In response to concerns about the water in Flint, Mich. public schools, the Wilton Public School District hired ATC Environmental Services to test the drinking water at its four public schools.

The water in Wilton’s schools tested significantly lower than the Environmental Protection Agency (EPA)’s required action level under the Safe Drinking Water Act.

On March 29, Ben Silverman, Connecticut Department of Public Health-licensed lead inspector risk assessor, collected 12 drinking water samples for lead analysis from Wilton's schools.

According to the ATC's report, the ATC coordinated with Wilton Public Schools District Supervisor John Murphy and maintenance staff "to ensure that an appropriate number of sources were flushed and left unused for no less than six hours and no more than 18 hours prior to sampling.”

Under the Safe Drinking Water Act, the EPA sets maximum allowable levels of contaminants and public water suppliers monitor drinking water to make sure it complies with public health standards.

The current EPA action level is 20 parts-per-billion (ppb), based on a first draw.
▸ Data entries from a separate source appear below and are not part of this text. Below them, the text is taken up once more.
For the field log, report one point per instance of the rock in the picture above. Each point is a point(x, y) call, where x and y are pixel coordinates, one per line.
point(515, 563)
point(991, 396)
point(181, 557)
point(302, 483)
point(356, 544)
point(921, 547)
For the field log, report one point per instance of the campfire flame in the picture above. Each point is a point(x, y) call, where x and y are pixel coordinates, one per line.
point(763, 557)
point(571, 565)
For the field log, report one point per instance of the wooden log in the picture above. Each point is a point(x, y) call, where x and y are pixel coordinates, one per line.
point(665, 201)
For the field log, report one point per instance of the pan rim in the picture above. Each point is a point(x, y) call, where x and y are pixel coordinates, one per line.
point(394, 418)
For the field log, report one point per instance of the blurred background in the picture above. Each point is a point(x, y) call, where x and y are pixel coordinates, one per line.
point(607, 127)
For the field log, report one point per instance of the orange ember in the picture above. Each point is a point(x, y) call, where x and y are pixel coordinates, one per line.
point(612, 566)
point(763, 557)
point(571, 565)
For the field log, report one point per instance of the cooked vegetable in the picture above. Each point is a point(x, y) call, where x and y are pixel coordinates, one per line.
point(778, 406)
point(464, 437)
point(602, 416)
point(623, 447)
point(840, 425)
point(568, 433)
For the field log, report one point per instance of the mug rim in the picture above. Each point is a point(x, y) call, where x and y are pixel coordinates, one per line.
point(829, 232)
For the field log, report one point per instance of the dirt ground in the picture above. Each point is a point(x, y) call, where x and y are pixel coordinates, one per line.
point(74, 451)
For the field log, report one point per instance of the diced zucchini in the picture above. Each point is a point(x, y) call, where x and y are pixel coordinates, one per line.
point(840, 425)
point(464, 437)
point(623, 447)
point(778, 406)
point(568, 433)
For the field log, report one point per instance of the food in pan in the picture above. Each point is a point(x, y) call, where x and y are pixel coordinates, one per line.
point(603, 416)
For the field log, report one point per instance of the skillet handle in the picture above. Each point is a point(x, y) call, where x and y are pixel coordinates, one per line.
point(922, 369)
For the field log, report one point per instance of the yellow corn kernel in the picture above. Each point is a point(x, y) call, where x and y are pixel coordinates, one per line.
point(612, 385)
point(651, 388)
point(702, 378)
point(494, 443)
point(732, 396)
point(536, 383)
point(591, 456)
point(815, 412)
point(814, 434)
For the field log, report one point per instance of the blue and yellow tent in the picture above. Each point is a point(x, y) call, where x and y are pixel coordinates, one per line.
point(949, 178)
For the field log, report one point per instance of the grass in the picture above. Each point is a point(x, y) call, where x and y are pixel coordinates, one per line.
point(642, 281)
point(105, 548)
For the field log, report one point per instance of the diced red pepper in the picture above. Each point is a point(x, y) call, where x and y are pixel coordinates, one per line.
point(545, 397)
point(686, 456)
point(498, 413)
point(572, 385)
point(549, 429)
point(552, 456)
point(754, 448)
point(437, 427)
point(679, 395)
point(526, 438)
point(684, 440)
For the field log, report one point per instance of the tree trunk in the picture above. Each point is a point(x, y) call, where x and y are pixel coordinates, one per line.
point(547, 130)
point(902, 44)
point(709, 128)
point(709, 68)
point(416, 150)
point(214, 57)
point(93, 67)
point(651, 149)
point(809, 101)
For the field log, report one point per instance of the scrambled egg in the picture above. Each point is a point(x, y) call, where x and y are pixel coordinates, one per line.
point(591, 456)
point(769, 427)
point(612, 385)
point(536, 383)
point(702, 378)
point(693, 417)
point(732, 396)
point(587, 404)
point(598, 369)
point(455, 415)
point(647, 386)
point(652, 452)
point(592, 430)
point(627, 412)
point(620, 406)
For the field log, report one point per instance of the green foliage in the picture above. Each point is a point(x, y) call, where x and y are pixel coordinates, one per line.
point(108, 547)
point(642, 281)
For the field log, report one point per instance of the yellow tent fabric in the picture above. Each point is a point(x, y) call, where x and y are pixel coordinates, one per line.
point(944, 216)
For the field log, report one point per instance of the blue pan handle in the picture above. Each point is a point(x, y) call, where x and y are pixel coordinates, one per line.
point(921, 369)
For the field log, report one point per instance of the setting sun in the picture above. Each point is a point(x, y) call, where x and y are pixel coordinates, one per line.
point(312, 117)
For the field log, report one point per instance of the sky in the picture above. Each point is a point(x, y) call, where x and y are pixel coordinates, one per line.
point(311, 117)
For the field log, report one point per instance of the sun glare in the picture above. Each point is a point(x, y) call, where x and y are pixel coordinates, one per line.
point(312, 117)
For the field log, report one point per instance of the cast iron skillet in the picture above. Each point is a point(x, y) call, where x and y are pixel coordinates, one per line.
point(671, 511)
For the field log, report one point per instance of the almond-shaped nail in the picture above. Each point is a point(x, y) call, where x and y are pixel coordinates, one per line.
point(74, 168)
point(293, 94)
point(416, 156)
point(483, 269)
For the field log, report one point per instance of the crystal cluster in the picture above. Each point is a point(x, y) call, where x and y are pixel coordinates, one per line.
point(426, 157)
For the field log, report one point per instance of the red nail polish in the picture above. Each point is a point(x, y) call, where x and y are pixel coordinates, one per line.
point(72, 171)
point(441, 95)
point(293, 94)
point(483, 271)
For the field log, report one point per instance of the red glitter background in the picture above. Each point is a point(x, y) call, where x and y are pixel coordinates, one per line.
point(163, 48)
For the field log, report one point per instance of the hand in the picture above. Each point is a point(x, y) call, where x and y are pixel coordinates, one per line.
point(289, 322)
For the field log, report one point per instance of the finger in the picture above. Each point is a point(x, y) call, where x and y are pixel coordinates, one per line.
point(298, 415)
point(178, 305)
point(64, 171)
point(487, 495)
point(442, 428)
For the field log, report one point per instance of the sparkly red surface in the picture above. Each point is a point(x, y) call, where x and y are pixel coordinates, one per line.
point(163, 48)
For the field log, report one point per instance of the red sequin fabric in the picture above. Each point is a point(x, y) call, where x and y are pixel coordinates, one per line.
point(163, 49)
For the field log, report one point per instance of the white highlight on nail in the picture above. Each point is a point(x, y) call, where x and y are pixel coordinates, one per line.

The water in Wilton’s schools range from -1 to 2 ppb, according to the report the ATC sent the school district on April 7.

At 2 ppb, the girl's bathroom in Miller-Driscoll School's Ladybug Cottage had the highest lead concentration of the 12 water samples.

The following water sources each had a lead concentration of 1 ppb:


  • Wilton High School's D-Wing men's bathroom.

  • Wilton High School's second floor girl's bathroom in the new addition.

  • Cider Mill's third floor boy's bathroom at the library.

  • Middlebrook's second floor 7 Red water fountain.

  • Middlebrook’s 6 Red boy's bathroom.

  • Middlebrook’s women's bathroom at the media center.

  • Miller-Driscoll's Firefly Cottage water fountain.


The following water sources each had a lead concentration of -1 ppb:

  • The Wilton High School’s water fountain at Room 148.

  • Cider Mill's water fountain at Room C264.

  • Cider Mill's water fountain at the third floor elevator.

  • Miller-Driscoll's Wonderful Happens Cottage water fountain.


The analysis results of each drinking water sample was below the current EPA action level for lead in drinking water, according to ATC’s report, indicating “acceptable concentrations of lead in water.” No additional testing has been recommended by the ATC.